A widely used conceptual framework for understanding cerebellar function is that the cerebellum learns to construct accurate motor commands from input “contexts,” using a teaching signal provided by a second input (Albus, 1971; Marr, 1969). A simple yet general implementation of this conceptual framework is the adaptive filter (Widrow, 1985), which was first formally applied to the cerebellum by Fujita (1982), and used subsequently to model many cerebellar tasks. Since classical eyeblink conditioning is a preparation that has been used extensively to investigate cerebellar function (Hesslow and Yeo, 2002; Thompson, 2005; Yeo and Hesslow, 1998), it is natural to ask whether the adaptive filter formalism can be applied to this paradigm also. As we have indicated, there is a serious problem with this application. Other Marr–Albus based models recognize that the inferior olive conveys sensory or motor signals related to movement inaccuracy, and that the cerebellum reduces this signal to learn accurate commands. However, in classical conditioning of a movement there are no such signals, but instead the inferior olive is interpreted as a comparator of the US signal and cerebellar output (e.g., Andersson et al., 1988; Jirenhed et al., 2007; Kim et al., 1998; Medina et al., 2002; Rasmussen , 2008; Sears and Steinmetz, 1991).
To investigate the implications of this difference in error signal we constructed a system-level model of classical conditioning consistent with the anatomy of the eyeblink/NM response circuitry, an adaptive filter for the cerebellum coupled to a comparator signal from the inferior olive, and a linear dynamic model representing the NM motor plant (Figure 1). The plant model and drive followed from our recent study of this motor system (Lepora et al., 2007b, 2009). Thus, to our knowledge, this is the first model to explicitly include all of these components, in particular the motor plant that is vital for shaping and timing the CR profile. A number of previous classical conditioning models are also based on adaptive filter and comparator architectures (Table 1), but these components have often been implicit, rather than explicit, in the model structure (Bartha et al., 1991; Bullock et al., 1994; Grossberg and Schmajuk, 1989; Medina and Mauk, 2000; Moore et al., 1989).
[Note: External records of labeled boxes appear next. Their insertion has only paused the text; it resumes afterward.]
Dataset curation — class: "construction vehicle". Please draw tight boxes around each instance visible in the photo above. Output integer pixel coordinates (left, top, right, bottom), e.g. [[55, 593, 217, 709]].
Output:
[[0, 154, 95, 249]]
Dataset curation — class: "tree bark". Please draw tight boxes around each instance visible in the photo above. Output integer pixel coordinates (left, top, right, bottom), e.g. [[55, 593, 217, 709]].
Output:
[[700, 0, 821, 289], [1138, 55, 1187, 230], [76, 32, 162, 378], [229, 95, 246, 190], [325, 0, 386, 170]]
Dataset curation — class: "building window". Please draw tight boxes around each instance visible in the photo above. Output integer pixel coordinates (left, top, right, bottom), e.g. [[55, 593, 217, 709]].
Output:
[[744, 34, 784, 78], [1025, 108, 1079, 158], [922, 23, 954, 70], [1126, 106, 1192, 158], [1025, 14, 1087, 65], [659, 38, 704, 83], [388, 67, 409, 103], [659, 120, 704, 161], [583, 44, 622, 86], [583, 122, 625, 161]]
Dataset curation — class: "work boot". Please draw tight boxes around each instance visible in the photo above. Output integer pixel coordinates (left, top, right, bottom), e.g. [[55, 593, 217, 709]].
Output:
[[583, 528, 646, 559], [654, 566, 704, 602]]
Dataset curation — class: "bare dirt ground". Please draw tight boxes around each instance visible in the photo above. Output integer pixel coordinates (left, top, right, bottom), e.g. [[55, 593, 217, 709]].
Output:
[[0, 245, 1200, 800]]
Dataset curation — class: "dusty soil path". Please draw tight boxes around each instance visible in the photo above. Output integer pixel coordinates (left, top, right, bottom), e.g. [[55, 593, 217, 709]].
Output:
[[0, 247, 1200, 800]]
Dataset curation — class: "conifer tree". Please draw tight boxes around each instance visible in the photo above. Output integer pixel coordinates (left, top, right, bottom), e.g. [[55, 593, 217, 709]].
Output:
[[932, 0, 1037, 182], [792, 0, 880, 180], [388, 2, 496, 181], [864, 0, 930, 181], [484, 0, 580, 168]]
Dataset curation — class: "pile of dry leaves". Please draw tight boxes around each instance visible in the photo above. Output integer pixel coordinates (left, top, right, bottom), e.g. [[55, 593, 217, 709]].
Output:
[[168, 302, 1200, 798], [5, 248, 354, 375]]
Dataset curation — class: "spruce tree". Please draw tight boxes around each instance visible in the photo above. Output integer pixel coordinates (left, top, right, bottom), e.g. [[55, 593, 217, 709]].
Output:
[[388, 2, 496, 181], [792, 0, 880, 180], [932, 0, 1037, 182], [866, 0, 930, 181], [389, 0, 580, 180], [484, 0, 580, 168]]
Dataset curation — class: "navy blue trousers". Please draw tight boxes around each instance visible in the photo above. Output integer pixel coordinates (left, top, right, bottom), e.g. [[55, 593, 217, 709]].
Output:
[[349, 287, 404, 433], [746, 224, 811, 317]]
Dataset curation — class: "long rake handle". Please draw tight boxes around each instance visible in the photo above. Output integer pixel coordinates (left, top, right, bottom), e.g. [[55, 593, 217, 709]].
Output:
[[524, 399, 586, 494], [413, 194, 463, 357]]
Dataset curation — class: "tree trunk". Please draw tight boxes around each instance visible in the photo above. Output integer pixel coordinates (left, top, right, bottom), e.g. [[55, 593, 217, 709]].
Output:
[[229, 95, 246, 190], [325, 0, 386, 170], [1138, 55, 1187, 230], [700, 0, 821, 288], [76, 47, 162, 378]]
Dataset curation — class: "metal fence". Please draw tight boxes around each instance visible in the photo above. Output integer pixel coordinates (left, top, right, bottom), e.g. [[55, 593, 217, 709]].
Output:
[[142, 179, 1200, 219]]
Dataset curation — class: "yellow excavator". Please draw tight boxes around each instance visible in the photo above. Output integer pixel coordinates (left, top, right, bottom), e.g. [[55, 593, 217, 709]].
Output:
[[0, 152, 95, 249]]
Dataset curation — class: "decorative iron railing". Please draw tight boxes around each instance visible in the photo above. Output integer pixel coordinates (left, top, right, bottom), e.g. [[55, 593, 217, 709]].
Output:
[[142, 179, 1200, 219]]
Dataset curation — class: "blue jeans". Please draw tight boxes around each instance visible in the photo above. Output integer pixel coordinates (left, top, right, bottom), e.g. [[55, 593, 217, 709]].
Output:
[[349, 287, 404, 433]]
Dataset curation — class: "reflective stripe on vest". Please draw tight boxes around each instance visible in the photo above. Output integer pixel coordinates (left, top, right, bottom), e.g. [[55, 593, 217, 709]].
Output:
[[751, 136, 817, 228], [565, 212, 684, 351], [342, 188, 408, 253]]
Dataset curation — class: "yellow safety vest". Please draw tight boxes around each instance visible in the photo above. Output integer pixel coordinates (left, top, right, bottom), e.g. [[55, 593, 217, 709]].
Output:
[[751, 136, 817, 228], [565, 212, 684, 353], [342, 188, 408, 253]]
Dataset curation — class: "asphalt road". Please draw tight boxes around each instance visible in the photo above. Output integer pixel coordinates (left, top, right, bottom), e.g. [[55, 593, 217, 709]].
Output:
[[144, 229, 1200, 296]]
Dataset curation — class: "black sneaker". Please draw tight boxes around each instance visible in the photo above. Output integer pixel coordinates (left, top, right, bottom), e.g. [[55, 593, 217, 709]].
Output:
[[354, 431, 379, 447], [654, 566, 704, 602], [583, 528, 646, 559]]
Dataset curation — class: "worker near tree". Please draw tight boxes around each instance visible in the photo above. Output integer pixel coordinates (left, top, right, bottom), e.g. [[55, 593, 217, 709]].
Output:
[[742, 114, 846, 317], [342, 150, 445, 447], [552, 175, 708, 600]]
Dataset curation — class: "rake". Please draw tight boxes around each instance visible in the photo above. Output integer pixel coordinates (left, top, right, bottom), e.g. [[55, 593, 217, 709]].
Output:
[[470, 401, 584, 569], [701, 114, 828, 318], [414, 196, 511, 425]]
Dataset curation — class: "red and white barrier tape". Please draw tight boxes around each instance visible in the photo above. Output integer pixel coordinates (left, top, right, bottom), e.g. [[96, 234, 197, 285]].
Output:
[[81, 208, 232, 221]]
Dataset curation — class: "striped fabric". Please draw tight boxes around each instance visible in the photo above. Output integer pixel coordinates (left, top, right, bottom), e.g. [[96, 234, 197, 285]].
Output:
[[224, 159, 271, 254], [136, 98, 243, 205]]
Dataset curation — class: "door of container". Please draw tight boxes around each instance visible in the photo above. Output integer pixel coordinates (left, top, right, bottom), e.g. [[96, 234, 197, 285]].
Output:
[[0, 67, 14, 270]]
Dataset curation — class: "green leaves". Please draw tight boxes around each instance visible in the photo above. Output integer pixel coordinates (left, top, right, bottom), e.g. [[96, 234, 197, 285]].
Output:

Table 1. Models of eyeblink conditioning based on an adaptive filter architecture. Models classified according to: (a) comparator inputs that provide the error signal to the adaptive filter; (b) choice of basis functions for the adaptive filter; (c) whether contingency learning was considered; (d) whether additional adaptive layers were considered; and (e) whether a plant was considered.
Given the explicit separation of our model into the plant, adaptive filter and comparator components, and the relatively few parameters of our system-level model, we were then able to investigate systematically the model assumptions and parameters to uncover the implications of using a comparator error signal in a Marr–Albus type model. This investigation gave two main results:
(1) Trial-level model behavior displayed appropriate CR acquisition and extinction effects, together with the contingency learning effects of blocking, overshadowing and conditioned inhibition. These results are compatible with the RW model of classical conditioning. Importantly, these trial-level properties were an emergent and robust feature of the basic model structure, and did not depend upon any particular parameterization (Figure 4).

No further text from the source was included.